Orion shook his head in disbelief, still staring upriver as another torrent of leaves circled his outcropping. That’s when he noticed something
different
about the river.

The current was weaker. Not much, but it was enough to note.

“Without water,” the strange, incredibly angry creature shrieked, “this town’ll dry up! It’ll die! It’ll rot in hell!”

“Wouldn’t it
not
rot?” It was the squirrel speaking up, in a markedly smaller voice that Orion could barely pick up with his super-sensitive hearing. “Not being wet, I mean. Wouldn’t that make it—”

“Shut up! If I wanted your opinion, Billie, I would
pound
it out of you! I’ll flood the whole place! I’ll turn that stupid alpha into a waterlogged puppy!”

The squirrel fell silent and the leader of this unsanctioned water control team stomped around on top of one of the logs she’d just forced into the river. “This is
my
moment! Celia Maynard hasn’t ever had a moment before, except when she screamed at that jackass alpha in the middle of that stupid art show! Don’t ruin it for me!”

Listening to the circus unfold, Orion stuck his hand back in his pocket and dragged the smooth worn stones out again. One by one, he rubbed his fingers over each, then dropped it in the weakening river.

“Sorry,” the squirrel said. “I was just...”

“Celia Maynard is going to
save
this forest! All of the woodland shifters will be safe from the townies spreading outward like a bacterial virus!”

“Uh, wouldn’t that—”

“Shut up!” Celia barked. “Beavers, squirrels, ground hogs, possums, we all deserve better than a Subway store on every corner and Red Box kiosks! We deserve our woods, and I’ll do whatever it takes to keep them safe!”

The second squirrel, the one who had yet to say anything, began to clap. The giant, angry squirrel who kept yelling, turned on her heel and he saw her tell-tale, well, tail.

Beaver
, he realized, as the scent hit his nose again. Trees being dragged from somewhere, damming up a river, very beaver things to do. It didn’t make much sense, admittedly, but then again, beavers rarely did.

Orion counted the stones he dropped. Five, six, seven... And then he paused.

Number eight wasn’t like the others. He squeezed it between his thumb and forefinger, dropping all the rest of the rocks at once. This one had a bunch of barbs. That wasn’t normal. He held it up in the moonlight, and stared in wonder at the fire dancing in the stone.

“A diamond earring?”

A quick glance back toward the excitement revealed Celia and her two squirrels hopping off the freshly delivered logs and probably going to get some more.

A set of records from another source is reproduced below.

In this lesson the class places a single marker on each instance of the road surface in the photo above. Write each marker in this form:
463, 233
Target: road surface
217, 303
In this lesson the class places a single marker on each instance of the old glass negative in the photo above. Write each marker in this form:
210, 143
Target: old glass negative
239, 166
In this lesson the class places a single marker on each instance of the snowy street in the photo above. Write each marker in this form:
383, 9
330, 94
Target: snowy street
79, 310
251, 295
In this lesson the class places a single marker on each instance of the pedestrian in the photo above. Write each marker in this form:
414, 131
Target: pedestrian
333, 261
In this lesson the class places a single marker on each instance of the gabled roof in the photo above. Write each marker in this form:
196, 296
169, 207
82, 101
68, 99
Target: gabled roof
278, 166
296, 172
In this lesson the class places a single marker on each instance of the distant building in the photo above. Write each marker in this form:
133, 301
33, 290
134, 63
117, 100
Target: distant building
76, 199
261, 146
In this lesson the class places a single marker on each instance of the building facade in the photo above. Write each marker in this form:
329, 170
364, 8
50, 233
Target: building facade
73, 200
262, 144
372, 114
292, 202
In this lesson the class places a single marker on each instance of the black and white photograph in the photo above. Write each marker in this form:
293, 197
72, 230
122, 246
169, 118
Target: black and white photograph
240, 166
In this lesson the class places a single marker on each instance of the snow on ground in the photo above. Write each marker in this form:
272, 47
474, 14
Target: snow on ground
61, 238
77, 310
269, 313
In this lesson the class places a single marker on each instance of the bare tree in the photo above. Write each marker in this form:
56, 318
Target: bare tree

Orion stared again at the strange little stud he’d found. Was this what he’d been looking for? A hint of his... he didn’t want to think
mate
because that meant he’d have to deal with his own fear, his own anxiety, about dragging someone into his brutal world.

On the other hand, there’s no denying love. There’s no denying fate. He’d been doing that for far too long, and failing spectacularly at it. Maybe it was time to give up on
his
charade and get on with life after the Devils.

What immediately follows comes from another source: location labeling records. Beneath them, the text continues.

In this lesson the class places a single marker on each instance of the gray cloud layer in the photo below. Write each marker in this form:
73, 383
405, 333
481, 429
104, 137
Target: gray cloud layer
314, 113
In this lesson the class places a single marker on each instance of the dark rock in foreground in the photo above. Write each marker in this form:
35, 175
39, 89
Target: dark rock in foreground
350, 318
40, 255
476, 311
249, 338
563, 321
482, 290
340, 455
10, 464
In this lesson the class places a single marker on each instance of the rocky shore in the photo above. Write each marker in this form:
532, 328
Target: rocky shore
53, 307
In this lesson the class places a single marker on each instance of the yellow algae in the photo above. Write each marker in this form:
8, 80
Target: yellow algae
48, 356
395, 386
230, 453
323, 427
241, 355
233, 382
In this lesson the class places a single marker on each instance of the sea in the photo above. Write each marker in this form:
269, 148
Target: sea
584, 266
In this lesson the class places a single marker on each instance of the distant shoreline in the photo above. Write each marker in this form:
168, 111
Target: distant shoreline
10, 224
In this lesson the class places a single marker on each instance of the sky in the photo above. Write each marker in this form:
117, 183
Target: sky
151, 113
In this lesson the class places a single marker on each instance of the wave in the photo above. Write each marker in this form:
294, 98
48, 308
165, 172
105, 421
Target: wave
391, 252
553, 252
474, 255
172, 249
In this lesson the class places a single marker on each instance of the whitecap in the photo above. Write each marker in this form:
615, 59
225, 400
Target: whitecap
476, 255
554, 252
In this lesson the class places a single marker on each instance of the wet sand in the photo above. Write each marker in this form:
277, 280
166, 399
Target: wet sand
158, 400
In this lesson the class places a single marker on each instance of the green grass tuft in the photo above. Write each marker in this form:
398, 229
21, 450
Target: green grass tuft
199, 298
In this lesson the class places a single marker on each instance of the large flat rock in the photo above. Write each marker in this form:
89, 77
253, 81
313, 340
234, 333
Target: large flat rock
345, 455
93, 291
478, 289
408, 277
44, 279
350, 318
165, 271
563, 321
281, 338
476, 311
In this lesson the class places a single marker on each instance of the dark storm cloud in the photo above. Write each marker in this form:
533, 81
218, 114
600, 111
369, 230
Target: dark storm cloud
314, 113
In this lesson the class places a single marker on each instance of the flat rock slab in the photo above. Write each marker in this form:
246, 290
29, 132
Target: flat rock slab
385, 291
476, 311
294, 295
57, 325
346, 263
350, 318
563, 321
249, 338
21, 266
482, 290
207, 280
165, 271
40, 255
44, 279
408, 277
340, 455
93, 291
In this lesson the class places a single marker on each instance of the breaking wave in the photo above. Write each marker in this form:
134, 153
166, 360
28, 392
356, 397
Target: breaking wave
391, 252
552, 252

He brought the stud to his nose and sniffed. Only the vaguest hint of the aroma of the person who’d worn it remained. Lifting his head to the sky and closing his eyes, he took another, longer sniff. Sticking out his tongue, he touched the back of the stone – the part that would have rested against Clea’s ear – and let her scent and her taste fill him.

This was it.

He knew it before he smelled, before he tasted, but afterwards he was sure.

As sure as the night was dark, and as sure as beavers were bat-shit crazy, he had found his mate.

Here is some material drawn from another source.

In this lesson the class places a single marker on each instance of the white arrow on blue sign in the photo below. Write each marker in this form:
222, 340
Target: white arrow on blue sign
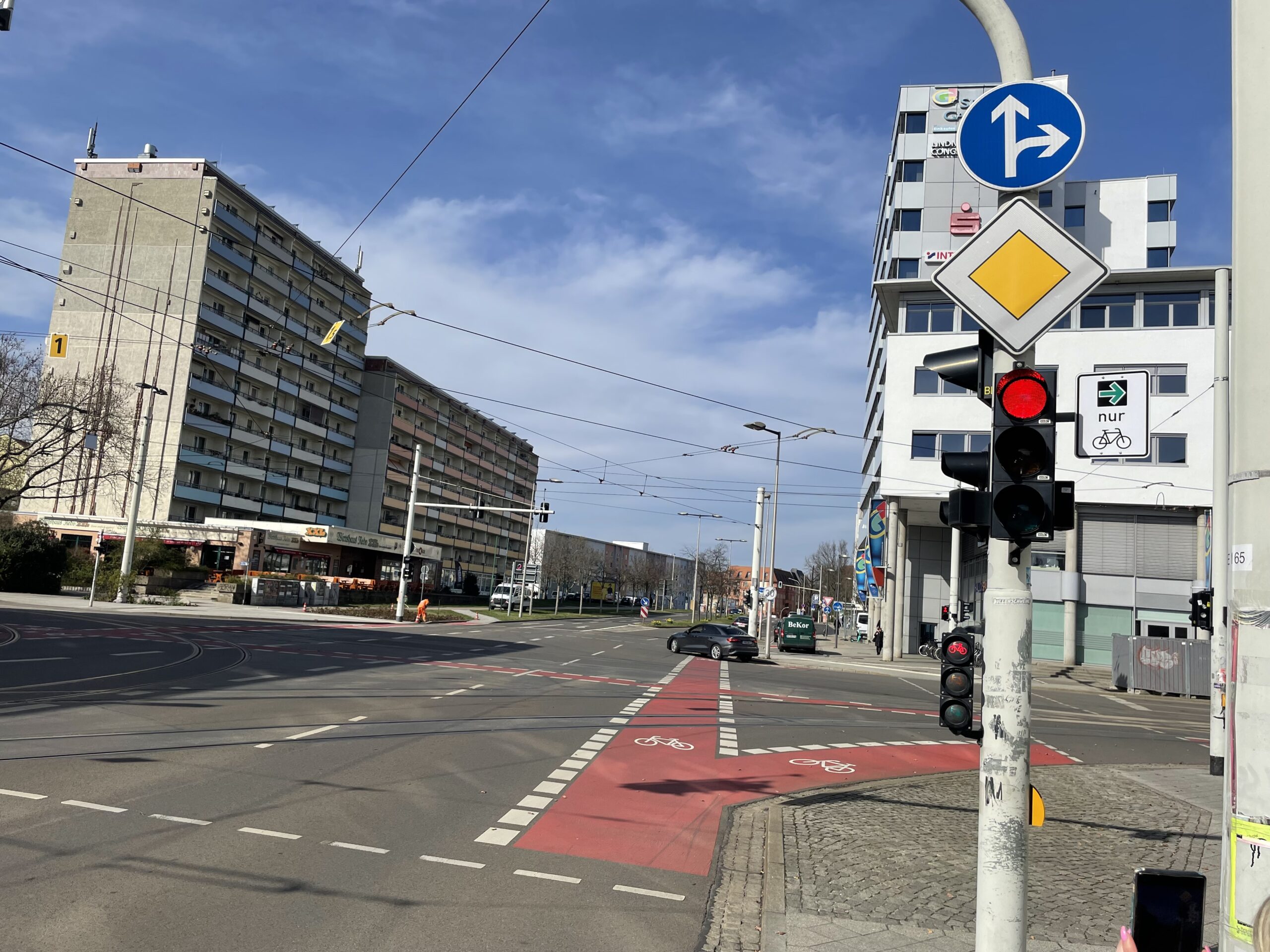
1020, 136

Briefly, Orion considered putting the earring back in his pocket, but that was too risky. Instead he wandered back to the riverbank, back to where he kept his very limited worldly possessions. Opening one of his two books – a textbook about Dentistry – he rotated the earring like a tiny drill until it pierced the cover. Then, he mashed it in deep enough that there was no chance of it escaping.